Removing the unacceptable is a pretty nuclear option, and one that is hard to do cleanly (although chapeau to the folks who say ‘no’). Making things harder to find and easier to counter — that should be doable. Like, tell me again how search and ranking works? Or rather, don’t (yes, I get eigenvector centrality and support, and enjoy Query Understanding) — it’s more important that people who are working on search and ranks are connected to the people working on things like algorithm ethics and classifying misinformation; people who are already wrestling with how algorithm design and page content adversely affect human populations, and the ethics of countering those effects. There’s already a lot of good work starting on countering the unacceptable (e.g. lots of interesting emergent work like counter-memes, annotation, credibility standards, removing advertising money and open source information warfare tools).

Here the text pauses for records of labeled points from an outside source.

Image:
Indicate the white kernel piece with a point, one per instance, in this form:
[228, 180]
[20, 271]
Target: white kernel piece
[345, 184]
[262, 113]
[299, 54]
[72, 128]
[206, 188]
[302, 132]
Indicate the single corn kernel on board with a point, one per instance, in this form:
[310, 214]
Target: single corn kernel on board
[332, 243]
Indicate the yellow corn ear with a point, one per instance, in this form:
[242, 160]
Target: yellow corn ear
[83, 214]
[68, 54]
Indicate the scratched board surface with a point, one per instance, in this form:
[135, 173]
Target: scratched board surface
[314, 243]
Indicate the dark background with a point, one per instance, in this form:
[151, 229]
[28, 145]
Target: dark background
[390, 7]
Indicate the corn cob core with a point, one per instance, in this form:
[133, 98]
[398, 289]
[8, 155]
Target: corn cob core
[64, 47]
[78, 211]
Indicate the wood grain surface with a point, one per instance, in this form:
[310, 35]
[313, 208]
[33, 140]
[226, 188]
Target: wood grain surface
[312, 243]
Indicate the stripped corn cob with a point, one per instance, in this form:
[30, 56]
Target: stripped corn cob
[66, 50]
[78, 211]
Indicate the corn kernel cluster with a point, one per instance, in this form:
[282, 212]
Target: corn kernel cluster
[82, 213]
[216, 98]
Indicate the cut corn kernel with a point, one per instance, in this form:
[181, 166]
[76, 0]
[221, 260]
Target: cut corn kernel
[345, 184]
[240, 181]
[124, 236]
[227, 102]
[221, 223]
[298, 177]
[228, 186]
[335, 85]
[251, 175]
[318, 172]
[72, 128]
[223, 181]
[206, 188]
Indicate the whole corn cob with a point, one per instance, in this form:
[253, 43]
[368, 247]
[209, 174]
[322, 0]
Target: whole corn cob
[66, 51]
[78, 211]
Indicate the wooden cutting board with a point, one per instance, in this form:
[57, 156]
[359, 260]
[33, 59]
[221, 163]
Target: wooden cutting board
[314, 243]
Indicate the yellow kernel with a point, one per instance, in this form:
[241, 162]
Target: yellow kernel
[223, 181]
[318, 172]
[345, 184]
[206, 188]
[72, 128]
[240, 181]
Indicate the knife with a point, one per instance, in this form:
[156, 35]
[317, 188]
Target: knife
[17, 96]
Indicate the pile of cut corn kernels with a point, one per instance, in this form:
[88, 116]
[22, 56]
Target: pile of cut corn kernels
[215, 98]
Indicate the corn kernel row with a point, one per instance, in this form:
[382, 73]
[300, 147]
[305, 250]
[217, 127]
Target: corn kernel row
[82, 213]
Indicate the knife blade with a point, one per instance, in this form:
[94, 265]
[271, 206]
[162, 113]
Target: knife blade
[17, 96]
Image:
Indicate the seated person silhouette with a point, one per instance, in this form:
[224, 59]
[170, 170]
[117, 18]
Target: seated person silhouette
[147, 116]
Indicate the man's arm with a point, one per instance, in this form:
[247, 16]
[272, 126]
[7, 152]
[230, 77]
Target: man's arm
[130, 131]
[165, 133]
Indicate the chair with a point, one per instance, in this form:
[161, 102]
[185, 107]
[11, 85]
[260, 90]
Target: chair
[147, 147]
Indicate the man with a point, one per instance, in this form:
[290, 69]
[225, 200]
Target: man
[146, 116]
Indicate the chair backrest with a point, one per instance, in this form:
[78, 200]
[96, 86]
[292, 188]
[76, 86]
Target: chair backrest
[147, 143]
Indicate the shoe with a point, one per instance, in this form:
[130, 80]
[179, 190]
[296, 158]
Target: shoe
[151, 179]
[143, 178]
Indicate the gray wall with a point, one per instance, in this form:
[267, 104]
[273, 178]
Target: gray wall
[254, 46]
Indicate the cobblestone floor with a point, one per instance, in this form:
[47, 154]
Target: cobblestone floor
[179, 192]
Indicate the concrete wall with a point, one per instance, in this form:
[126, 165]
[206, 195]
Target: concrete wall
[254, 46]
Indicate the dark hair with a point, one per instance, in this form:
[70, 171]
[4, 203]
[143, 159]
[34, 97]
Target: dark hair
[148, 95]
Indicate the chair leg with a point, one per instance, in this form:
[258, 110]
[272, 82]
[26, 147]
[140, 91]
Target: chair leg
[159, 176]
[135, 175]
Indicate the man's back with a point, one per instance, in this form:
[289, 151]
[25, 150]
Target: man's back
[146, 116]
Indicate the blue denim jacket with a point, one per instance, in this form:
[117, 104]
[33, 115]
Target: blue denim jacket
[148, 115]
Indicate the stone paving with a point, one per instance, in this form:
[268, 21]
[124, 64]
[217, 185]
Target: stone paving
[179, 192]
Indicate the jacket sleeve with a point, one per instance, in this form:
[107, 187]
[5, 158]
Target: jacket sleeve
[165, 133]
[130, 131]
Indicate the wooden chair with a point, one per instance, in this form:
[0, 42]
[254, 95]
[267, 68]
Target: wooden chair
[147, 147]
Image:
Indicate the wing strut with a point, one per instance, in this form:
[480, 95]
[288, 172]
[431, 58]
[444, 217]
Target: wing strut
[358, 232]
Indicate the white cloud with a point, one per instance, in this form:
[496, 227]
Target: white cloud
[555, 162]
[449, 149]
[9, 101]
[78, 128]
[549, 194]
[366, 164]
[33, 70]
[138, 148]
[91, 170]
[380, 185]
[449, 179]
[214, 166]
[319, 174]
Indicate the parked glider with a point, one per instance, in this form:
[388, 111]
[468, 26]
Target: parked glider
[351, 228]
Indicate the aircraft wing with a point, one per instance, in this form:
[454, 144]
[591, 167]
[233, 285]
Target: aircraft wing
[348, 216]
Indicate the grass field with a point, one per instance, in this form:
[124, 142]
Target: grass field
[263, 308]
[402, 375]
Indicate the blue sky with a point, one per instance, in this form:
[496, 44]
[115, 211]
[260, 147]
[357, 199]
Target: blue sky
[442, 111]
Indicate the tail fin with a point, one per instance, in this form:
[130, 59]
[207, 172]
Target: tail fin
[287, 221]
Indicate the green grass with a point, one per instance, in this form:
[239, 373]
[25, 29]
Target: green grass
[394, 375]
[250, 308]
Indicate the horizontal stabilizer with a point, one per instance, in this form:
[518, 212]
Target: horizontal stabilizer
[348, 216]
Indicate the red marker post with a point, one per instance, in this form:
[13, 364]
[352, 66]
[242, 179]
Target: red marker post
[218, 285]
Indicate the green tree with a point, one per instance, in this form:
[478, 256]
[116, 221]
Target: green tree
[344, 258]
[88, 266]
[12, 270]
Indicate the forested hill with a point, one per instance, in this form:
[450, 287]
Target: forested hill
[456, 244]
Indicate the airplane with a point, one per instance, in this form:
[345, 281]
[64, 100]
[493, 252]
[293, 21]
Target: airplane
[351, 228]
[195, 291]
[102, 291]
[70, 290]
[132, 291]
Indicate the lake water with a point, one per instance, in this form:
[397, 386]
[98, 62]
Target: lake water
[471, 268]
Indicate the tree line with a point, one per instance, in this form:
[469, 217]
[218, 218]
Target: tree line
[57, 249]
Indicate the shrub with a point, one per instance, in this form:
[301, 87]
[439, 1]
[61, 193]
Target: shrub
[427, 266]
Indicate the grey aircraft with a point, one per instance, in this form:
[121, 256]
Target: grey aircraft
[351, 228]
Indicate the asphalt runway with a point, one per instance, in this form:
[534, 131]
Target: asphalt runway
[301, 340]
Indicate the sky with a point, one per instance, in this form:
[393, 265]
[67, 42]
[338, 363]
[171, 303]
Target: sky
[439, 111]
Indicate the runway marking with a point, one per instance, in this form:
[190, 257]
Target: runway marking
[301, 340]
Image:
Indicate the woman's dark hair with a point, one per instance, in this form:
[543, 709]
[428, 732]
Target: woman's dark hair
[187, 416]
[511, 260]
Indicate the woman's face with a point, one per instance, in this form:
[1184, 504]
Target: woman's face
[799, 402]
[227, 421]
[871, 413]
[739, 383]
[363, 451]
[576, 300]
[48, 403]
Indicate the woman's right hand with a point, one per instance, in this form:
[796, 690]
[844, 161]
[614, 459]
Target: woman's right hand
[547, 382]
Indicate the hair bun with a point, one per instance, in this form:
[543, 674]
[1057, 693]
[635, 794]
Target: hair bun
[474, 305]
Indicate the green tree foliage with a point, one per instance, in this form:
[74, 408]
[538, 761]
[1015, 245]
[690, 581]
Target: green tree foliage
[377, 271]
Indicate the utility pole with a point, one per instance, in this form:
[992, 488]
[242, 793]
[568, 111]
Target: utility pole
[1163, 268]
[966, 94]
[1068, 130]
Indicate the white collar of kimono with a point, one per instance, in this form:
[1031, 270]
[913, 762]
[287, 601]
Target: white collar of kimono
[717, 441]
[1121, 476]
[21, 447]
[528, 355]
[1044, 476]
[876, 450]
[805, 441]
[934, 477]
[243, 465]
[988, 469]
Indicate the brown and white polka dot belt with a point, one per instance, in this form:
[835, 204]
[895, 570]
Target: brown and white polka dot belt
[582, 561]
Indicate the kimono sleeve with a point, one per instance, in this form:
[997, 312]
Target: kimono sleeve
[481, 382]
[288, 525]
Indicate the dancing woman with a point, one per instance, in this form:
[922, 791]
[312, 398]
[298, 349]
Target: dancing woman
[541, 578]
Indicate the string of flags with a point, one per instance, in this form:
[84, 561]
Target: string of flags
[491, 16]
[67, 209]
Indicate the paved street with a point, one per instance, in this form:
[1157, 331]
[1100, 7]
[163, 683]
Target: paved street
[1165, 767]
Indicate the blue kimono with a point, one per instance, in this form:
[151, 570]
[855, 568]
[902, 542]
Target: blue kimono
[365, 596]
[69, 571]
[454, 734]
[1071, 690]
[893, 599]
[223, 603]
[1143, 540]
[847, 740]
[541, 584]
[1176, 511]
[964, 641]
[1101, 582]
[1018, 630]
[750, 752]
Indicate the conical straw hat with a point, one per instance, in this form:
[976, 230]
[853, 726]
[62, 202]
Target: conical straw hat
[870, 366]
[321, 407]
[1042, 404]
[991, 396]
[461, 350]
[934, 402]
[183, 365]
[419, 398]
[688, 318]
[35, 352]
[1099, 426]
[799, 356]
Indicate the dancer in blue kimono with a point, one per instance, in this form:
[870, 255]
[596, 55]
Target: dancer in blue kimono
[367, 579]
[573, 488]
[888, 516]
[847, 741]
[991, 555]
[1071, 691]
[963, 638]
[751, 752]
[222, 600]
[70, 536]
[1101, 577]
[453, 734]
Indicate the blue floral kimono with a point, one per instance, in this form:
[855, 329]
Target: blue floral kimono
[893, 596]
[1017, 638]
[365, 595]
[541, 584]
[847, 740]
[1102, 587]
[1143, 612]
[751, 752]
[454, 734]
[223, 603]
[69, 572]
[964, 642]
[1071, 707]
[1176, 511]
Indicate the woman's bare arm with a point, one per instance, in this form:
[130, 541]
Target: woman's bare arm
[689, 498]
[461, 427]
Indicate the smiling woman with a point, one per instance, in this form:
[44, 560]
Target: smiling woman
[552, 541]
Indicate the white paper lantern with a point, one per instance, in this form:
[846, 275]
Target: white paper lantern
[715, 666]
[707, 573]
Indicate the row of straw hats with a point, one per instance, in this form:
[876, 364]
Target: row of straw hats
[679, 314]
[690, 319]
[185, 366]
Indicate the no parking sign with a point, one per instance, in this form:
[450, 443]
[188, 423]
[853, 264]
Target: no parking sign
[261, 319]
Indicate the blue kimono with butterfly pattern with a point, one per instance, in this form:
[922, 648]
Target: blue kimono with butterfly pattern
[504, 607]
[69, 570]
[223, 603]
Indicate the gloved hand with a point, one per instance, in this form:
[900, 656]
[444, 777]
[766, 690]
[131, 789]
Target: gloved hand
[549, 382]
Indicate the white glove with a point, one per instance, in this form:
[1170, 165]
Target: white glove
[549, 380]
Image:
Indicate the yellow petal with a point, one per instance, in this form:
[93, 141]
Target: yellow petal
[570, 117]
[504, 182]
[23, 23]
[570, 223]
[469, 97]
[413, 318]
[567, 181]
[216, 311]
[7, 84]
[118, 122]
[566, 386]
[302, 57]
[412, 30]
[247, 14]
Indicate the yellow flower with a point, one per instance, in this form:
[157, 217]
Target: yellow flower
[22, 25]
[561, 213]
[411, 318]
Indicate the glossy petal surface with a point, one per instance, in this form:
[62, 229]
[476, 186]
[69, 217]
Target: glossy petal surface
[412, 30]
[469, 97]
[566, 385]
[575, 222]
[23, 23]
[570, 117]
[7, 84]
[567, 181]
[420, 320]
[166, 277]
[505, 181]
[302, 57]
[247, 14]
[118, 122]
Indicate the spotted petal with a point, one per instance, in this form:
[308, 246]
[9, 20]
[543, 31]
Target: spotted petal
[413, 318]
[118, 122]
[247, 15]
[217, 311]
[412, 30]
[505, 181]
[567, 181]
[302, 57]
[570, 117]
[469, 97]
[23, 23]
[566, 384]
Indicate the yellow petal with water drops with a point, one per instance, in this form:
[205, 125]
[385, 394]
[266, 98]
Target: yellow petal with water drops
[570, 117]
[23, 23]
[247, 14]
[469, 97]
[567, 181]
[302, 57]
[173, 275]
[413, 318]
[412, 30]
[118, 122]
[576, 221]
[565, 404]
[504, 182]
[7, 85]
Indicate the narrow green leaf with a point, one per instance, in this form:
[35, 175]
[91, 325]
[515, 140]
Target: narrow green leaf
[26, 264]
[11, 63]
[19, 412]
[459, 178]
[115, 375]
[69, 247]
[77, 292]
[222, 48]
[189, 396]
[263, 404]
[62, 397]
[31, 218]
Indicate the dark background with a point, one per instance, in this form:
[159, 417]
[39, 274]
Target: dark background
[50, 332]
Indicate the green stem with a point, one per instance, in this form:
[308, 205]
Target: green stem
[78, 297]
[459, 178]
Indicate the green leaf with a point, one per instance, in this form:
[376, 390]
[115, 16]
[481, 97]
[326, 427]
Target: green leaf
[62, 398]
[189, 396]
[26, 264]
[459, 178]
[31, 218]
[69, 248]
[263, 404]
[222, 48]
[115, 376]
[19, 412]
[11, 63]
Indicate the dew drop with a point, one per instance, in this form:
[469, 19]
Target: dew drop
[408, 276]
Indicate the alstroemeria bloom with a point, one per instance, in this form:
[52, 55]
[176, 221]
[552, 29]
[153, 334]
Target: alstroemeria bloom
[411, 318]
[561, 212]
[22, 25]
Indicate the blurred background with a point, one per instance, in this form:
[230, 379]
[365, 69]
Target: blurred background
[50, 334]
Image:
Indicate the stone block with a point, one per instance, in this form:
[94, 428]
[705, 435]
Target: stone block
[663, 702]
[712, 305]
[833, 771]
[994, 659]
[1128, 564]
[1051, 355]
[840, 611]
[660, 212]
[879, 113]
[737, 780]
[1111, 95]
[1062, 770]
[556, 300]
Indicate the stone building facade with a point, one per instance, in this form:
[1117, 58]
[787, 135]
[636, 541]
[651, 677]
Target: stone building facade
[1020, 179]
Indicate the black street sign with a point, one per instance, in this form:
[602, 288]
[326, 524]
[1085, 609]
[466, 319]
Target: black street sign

Defining and countering “unacceptable” is a subject for another note. IMHO, there’s a rot spreading in our second (online) world: it’s a system built originally on trust and a belief in its ability to connect, inform, entertain, and these good features are increasingly being used to bully, target, coerce and reflect the worst of our humanities. One solution would be to let it collapse on itself, to be an un-countered carrier for the machine and belief hacks that I wrote about earlier. Another is to draw our lines, to work out what we as technologists can and should do now. Some of those things (like adapt search) are thematically simple but potentially technically complex, but that’s never scared us before (and techies like a good chewy challenge). And personally, if things do start going Himmler, I’d rather be with Bletchley than IBM.